My in laws were like this OP. To be fair to them, they did put on a good Christmas dinner, with a nice joint of beef, but there were very few trimmings, a single bottle of red and a couple of beers for six adults. And then nothing else for any of the NUMBER of days we were expected to stay.
Nothing for breakfast, no snacks (those are for fat people who they hate), no other 'main' meals planned, booze had run dry (except for FILs secret stash of beers in the garage).
I remember FIL muttering that he had expected us to have left overs for a few days, but there was just enough for the main meal, let alone enough to sustain 6 adults for days on end as they had, bafflingly expected.

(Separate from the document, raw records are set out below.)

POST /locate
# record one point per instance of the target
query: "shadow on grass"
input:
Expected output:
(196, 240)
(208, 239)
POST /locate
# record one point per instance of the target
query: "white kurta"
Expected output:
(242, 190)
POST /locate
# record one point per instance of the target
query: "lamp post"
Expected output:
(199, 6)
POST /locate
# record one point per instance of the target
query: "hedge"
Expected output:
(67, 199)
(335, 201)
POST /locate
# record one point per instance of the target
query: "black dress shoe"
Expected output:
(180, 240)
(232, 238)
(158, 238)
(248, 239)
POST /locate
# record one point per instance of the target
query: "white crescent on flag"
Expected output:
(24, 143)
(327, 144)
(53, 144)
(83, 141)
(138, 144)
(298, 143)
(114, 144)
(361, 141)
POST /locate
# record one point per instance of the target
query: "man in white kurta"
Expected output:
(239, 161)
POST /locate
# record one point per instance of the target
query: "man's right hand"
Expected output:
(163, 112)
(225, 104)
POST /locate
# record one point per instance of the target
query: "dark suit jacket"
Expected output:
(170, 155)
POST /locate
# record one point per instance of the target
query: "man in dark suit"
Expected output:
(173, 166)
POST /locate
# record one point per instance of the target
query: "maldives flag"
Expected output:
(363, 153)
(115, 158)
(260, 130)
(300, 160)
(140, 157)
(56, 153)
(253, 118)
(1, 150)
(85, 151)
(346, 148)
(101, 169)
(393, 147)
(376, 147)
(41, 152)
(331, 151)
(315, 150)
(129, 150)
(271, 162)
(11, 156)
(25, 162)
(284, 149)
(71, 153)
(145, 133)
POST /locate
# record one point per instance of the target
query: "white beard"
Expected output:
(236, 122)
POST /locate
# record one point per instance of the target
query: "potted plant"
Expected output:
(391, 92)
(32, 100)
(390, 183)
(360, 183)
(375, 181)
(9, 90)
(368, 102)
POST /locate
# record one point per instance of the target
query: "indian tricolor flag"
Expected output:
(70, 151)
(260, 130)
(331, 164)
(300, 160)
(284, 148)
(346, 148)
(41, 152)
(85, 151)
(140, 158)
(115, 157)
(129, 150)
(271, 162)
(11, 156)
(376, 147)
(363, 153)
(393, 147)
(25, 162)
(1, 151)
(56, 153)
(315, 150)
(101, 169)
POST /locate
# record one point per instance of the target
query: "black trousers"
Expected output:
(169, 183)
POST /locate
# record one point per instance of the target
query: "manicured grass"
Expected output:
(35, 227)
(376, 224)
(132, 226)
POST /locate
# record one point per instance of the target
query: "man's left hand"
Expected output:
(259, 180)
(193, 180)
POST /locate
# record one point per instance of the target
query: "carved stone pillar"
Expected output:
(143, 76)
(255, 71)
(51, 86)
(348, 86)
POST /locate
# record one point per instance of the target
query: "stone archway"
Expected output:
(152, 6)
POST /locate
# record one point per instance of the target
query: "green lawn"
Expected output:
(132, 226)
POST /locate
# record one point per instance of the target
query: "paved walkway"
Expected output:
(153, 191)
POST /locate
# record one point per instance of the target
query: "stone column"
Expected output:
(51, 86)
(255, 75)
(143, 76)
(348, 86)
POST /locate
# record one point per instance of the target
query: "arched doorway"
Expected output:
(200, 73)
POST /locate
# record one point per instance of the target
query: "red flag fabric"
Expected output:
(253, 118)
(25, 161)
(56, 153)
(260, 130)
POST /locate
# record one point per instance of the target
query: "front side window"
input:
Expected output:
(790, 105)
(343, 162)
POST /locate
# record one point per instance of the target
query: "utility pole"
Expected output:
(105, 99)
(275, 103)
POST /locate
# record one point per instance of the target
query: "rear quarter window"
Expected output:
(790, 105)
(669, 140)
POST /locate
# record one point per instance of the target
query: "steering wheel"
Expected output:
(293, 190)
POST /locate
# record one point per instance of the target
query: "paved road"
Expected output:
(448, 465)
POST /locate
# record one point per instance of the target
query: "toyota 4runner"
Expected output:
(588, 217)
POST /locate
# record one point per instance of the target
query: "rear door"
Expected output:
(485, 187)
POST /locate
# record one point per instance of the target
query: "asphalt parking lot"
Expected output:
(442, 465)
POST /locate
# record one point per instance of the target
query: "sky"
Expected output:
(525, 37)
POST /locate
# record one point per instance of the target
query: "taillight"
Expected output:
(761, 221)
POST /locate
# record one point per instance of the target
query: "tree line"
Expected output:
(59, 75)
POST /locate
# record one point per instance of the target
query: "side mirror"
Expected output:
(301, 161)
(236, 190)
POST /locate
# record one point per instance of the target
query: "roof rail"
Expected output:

The first time I went to visit there was nothing to eat except a small amount of cheese on toast on Boxing Day (and there was barely enough of that) and then DH and I went out and spent a lot of money buying enough food for six adults when we were poor new cohabitees in our early 20s in our first job. And his parents expected NAICE food too. His brother contributed not a crumb. I'm going to admit I was livid, and it didn't do our relationship much good.
Future Christmases were handled by 'bringing the cheese board and a pudding'. And of course this included fruit, chocolate, bread, butter, nuts, crackers, chutneys, antipasti and additional booze. Sometimes even a ham. And booking somewhere for Boxing Day lunch (I never managed to get them to agree to book somewhere for Christmas Eve dinner... that is a whole other story). And not staying for that long.
But honestly, the resentment at the insistance that we spend Christmas with people who didn't really like it, and had the hosting abilities of a bed bug, alongside being generally nasty, difficult people set in.
I'm going to come clean and admit I am now v low contact with MIL for many, many other reasons, (FIL died a few years ago) and it is glorius to have dropped the rope over trying to make visits to them in general, but most of all Christmas, work. DH is unhappy about it though... Standing your ground does come with a price.